Use a double for comparing num*10 against INT_MAX:

double d = num;
if (d*10 > INT_MAX)
etc

jacob

 

[Ben Pfaff]

int atoi(char str[])
{
int i, num;
for( num = 0, i = 0 ; isdigit(str) ; i++)
num = num * 10 + str - '0' ;
return num;
}

Here I wnat to know is there any way to tell user if num goes out of
range of int ?

if (num > INT_MAX / 10) {
...handle overflow...
}

 

[Keith Thompson]

happy a écrit :

I want to implement atoi function which converts string to an integer.
So I did this :

int atoi(char str[])
{
int i, num;
for( num = 0, i = 0 ; isdigit(str) ; i++)
num = num * 10 + str - '0' ;
return num;
}

Here I wnat to know is there any way to tell user if num goes out of
range of int ?
I mean we can't check num after overflow as it will be UB so is there
a way to check if str[] contains large integer ?

Use a double for comparing num*10 against INT_MAX:

double d = num;
if (d*10 > INT_MAX)
etc

That can fail if double has fewer value bits than int does (e.g., if
int and double are both 64 bits).

Aside from that, I'd write the above as:

if (num * 10.0 > INT_MAX) /* ... */

 

[bartc]

The string comparison trick only works if INT_MAX is defined as a
decimal constant.
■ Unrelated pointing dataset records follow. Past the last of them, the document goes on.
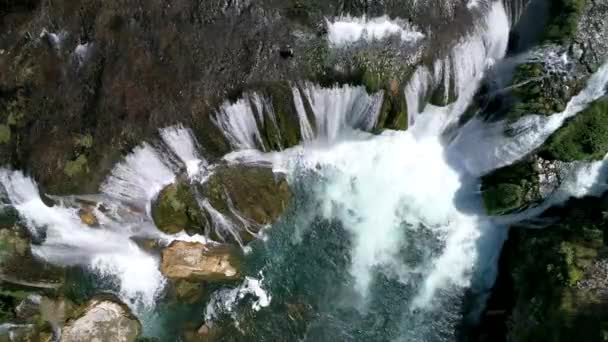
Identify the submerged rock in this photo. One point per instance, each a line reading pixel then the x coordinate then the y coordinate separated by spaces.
pixel 552 281
pixel 103 320
pixel 511 188
pixel 87 216
pixel 582 138
pixel 257 193
pixel 18 265
pixel 195 261
pixel 176 209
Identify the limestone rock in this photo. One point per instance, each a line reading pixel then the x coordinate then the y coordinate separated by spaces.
pixel 176 209
pixel 254 192
pixel 104 320
pixel 195 261
pixel 87 216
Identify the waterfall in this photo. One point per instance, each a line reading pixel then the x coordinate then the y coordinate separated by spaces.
pixel 238 122
pixel 305 127
pixel 107 251
pixel 482 147
pixel 181 141
pixel 345 30
pixel 466 64
pixel 340 109
pixel 138 178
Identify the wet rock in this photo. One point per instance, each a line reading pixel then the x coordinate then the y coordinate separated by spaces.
pixel 195 261
pixel 257 193
pixel 176 209
pixel 87 216
pixel 511 188
pixel 583 138
pixel 104 320
pixel 18 265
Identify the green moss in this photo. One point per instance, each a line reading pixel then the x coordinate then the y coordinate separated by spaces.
pixel 84 141
pixel 584 137
pixel 510 188
pixel 5 134
pixel 76 167
pixel 176 209
pixel 564 18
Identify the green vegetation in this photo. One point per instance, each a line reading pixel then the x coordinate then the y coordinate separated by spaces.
pixel 584 137
pixel 76 167
pixel 563 24
pixel 547 267
pixel 510 188
pixel 5 134
pixel 84 141
pixel 176 209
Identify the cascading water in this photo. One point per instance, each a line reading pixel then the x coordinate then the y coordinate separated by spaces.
pixel 386 233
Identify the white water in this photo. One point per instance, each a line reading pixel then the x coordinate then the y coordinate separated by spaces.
pixel 341 109
pixel 466 64
pixel 139 177
pixel 238 122
pixel 107 251
pixel 181 141
pixel 346 30
pixel 481 147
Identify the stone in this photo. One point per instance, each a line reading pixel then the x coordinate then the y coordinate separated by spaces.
pixel 176 209
pixel 255 192
pixel 103 320
pixel 196 261
pixel 87 216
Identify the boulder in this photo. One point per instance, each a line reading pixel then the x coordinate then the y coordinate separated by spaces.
pixel 176 209
pixel 196 261
pixel 87 216
pixel 103 320
pixel 255 192
pixel 511 188
pixel 18 265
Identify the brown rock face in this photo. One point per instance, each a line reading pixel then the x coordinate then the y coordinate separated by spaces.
pixel 195 261
pixel 88 217
pixel 103 321
pixel 255 192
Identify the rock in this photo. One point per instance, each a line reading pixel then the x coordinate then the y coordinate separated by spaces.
pixel 103 320
pixel 256 193
pixel 511 188
pixel 87 216
pixel 583 138
pixel 19 266
pixel 176 209
pixel 195 261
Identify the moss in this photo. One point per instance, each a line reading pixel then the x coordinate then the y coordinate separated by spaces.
pixel 5 134
pixel 285 113
pixel 176 209
pixel 76 167
pixel 537 91
pixel 546 268
pixel 84 141
pixel 510 188
pixel 564 18
pixel 584 137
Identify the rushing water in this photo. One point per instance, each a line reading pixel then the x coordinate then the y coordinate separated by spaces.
pixel 386 237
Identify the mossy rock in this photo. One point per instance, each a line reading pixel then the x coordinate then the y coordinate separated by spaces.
pixel 564 20
pixel 18 266
pixel 510 188
pixel 176 209
pixel 584 137
pixel 548 269
pixel 255 192
pixel 538 91
pixel 393 113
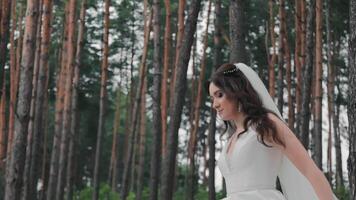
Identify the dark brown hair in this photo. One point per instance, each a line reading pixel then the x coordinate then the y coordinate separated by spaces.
pixel 237 87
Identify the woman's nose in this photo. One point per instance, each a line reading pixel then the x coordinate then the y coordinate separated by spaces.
pixel 215 105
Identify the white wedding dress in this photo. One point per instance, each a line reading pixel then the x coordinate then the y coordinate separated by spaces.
pixel 250 169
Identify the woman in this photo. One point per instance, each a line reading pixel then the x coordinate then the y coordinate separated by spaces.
pixel 261 147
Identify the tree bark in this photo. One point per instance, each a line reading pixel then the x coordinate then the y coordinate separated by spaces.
pixel 142 142
pixel 74 108
pixel 156 110
pixel 166 66
pixel 330 88
pixel 192 182
pixel 135 109
pixel 298 58
pixel 351 106
pixel 281 53
pixel 271 73
pixel 4 32
pixel 15 169
pixel 179 40
pixel 28 190
pixel 318 87
pixel 178 101
pixel 103 96
pixel 238 30
pixel 59 109
pixel 217 61
pixel 67 101
pixel 307 76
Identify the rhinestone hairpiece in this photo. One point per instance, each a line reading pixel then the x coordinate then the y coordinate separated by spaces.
pixel 230 71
It merely has to be a constant expression of type
int. For example, <limits.h> could plausibly have:

#define INT_MAX 0x7fffffff

Right, what a pity;-) But with a bit more of effort I guess it
can still be made to work:

char im[ ( CHAR_BIT * sizeof( int ) ) / 3 + 1 ];
sprintf( im, "%d\n", INT_MAX );
if ( strlen( str ) > strlen( im ) || strcmp( str, im ) > 0 )
puts( "overflow" );

I use a similar technique in a real application. But I only do the strcmp()
test when both strings are the same length, otherwise it goes wrong I think.